Illustration by Anna White
Story by Nicolaia Rips
Now that we are all stuck in our houses all the time, the only thing there is to do is connect virtually, so here I am again with my weekly round-up. I’m back, baby. I’m quarantined. And I just graduated, kind of. Can’t tell if my personal barometer is in the toilet or I actually enjoyed most things people sent me this week. Here we go!
The Not Worth It
I did NOT come to “Into The Gloss” (Glossier’s beauty and wellbeing blog counterpart) for snark, not exactly sure why I came to “Into The Gloss,” probably because I am incredibly dissatisfied with my current beauty regime of Cetaphil and oversleeping. I mean a good point about how ridiculous and terrible beauty standards are. Regardless, pass.
The only way to look like Bella Hadid is to get extreme plastic surgery. We knew this. Read Jia Tolentino’s “Instagram Face” instead.
Also not worth it, any TV show that has a party scene in it. Content warnings for pre-Covid life please.

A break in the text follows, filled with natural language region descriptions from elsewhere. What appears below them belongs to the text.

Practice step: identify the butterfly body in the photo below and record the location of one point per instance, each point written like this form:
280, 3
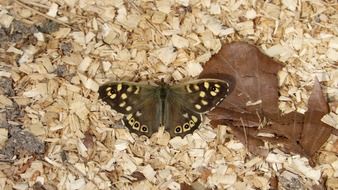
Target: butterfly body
177, 107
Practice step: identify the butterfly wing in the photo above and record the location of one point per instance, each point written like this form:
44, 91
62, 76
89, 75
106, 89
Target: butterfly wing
179, 120
140, 104
186, 102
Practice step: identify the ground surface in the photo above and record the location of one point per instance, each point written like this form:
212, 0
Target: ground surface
55, 54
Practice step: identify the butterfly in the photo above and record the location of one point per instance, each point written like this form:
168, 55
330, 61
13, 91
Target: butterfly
177, 107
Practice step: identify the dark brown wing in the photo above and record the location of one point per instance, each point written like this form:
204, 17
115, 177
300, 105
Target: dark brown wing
140, 104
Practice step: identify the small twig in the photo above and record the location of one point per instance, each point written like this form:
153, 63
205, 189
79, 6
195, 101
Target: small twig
42, 14
245, 134
142, 13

My god. Where to start. Worth reading because Jerry Saltz is considered to be one of the most important art critics of our time. To him life mimics appetite, appetite mimics life. At turns, both are boundless and then both are deeply self-constrained. The piece, however, is not worth reading if the idea of someone subsisting off of microwavable chicken paillard and bodega coffee in a Big Gulp container sends you into a cold sweat that smells like artificial grape medicine. I’m serious, Jerry Saltz is fascinating, yet try as I might, I could not, could not get past his diet. This is more of a flaw in my own food (excellent, delicious food) forward approach to existence, rather than a flaw in his writing. One of the points of the piece is to venture beyond the Big Gulp and observe how trauma manifests. Value is not universal–food is not everything to some, art may be in fact be everything. AND YET, I could not see past the Big Gulp. You may have a less myopic mind than me and I encourage you to read this and make your own decision. If you are interested in other actual food related memoirs, might I suggest, “Between Meals” by A.J Liebling.
Not much of an article but the generator itself is interesting to play with. Word of the day is: “fomentom” (n): an inclination to look at other people and treat them formally or informally.

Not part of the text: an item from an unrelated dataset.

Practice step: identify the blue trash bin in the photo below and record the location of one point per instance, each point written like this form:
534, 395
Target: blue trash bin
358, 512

Quarantine has me missing things I would not typically miss, like clubbing and showtime on the NYC subway. Enter, and I quote “The hottest new club [adopting Bill Hader–as–Stefon voice] is Club Quarantine: an underground queer nightclub hosted every night of the new socially distanced reality from 9 p.m. to midnight on the videoconferencing app Zoom.” Club Q= queer space, not having to leave your home, new and known artists. It’s also amazing because it takes that awkward feeling of not knowing anyone at a party into your own bedroom! Jokes aside, when I went about a month ago, Caroline Polacheck did a surprise set which was incredible. Club Q is fun and irl clubs should absolutely be more accessible. This is a great thing and hopefully a move forward that we should try and sustain after quarantimes. Check it out.
While there has been a lot of internet air time devoted to the people who were already good cooks to begin with, using quar to level up culinarily (the bread-makers, the yogurt cultivators, the meat roasters) we cannot ignore the important subset of the population that did not cook before and are now struggling through creating very simple meals for themselves. Robert Pattinson, hot or not, Edward Cullen or not, Batman or not, is one of those people. This interview is about him being Batman I guess, but to stop there would be a false reading. What this is reaaalllly about is how Robert Pattinson, clearly unworthy ex boyfriend of singer and master of mixed martial arts and pole, FKA Twigs, does not know how to cook a bowl of pasta.
His crimes are too numerous to go into fully, but to start with he microwaves penne. Stop, I scream to my phone, just don’t do it. But he does and as I continue reading, the wails of millions of Italian grandmothers fill my ears. His goal is to create handheld pasta, to elevate it to other fast food staples. Why? Nobody asked for this. In fact, it is a stupid goal because pasta is perfect. It does not need cornflakes affixed to it, heartthrob Robert Pattinson! He doesn’t stop at microwaving, he puts the soggy pasta on a hamburger bun, douses it in unidentified sauce and then there’s this whole tin foil packet sugar cheese thing that is inexplicably put into a microwave. The interview had the same artificial grape sweat inducing effect on me as reading about Jerry Saltz’s Big Gulp.
Sweats aside please read this, it is endlessly entertaining. The self-portraits in the interview are pretty stellar and the time devoted to Piccolini Cuscino was by far the best thing I read this week. To be a fly on the wall during this zoom sesh. I even did a dramatic reading of the interview for my pod, i.e. long-suffering parents.
Ultimately, nobody is hot enough for this behavior, nobody! (Separately, FKA, if you are looking for someone who will not blow up a microwave or scorch initials into a hamburger bun, I am here and will make you a nice carbonara.)